Generative deep learning (part 2/2)
This post goes through the last 2 examples of DLP Ch 8. They demonstrate how image generation in DL works and the approach can be extended to sound and text. The main idea is to develop a low-dimensional latent space of representations where a DL model can take any point as the input and output a new image. This type of DL model is called a decoder or a generator.
Example 4 uses variational autoencoder (VAE), an example of decoder. Example 5 uses generative adversarial network (GAN), an example of generator.

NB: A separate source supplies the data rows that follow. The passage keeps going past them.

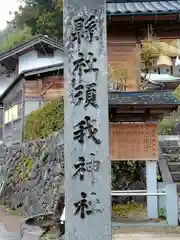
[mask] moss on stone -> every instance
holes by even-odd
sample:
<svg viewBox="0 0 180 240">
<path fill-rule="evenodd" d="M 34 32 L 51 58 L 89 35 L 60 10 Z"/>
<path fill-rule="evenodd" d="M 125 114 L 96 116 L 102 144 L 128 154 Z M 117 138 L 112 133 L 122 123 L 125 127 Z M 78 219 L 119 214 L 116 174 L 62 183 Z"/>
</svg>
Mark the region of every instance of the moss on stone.
<svg viewBox="0 0 180 240">
<path fill-rule="evenodd" d="M 25 182 L 29 178 L 33 165 L 33 160 L 29 157 L 22 157 L 21 160 L 12 169 L 12 174 L 16 182 Z"/>
<path fill-rule="evenodd" d="M 63 98 L 53 100 L 32 112 L 25 120 L 24 139 L 35 140 L 48 137 L 64 125 Z"/>
</svg>

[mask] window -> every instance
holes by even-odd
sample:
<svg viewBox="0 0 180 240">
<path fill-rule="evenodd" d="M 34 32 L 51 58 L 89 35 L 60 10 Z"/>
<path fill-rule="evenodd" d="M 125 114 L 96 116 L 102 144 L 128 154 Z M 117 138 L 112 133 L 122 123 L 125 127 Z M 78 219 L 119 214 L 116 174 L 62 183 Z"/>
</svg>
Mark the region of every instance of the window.
<svg viewBox="0 0 180 240">
<path fill-rule="evenodd" d="M 51 58 L 54 57 L 54 50 L 52 48 L 43 48 L 37 51 L 38 58 Z"/>
<path fill-rule="evenodd" d="M 20 115 L 19 106 L 14 105 L 4 111 L 4 124 L 16 120 Z"/>
</svg>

VAE is good at learning continuous and well-structured latent spaces where every direction encodes a meaningful line of variation in the data. GAN is good at creating highly realistic-looking images, but its latent space is less continuous and structured.
Ex 4: Variational Autoencoder (VAE)
This example trains an VAE on MNIST dataset and creates new images that are the variations of the original images. Below is a flow chart showing how the VAE algorithm works. Python code and output can be found here.
A sample of our output images shows a continuous distribution of different digits gradually transforming into each other. Also, each direction is a meaningful variation (e.g., one-ness, nine-ness, etc.)
Ex 5: Generative Adversarial Network (GAN)
A GAN consists of 2 parts: a generator and a discriminator. The generator takes a random point in the latent space and creates a new output image. The discriminator takes an image (either new output or initial input) and classifies it either from the initial input group or created by the generator.
The generator is trained to produce images that can fool the discriminator while the discriminator constantly adapts to the improving generator. This is a dynamic model where the goal is no longer to minimize a specific loss, but to reach an equilibrium between the two parts. To an economist, this sounds all too familiar.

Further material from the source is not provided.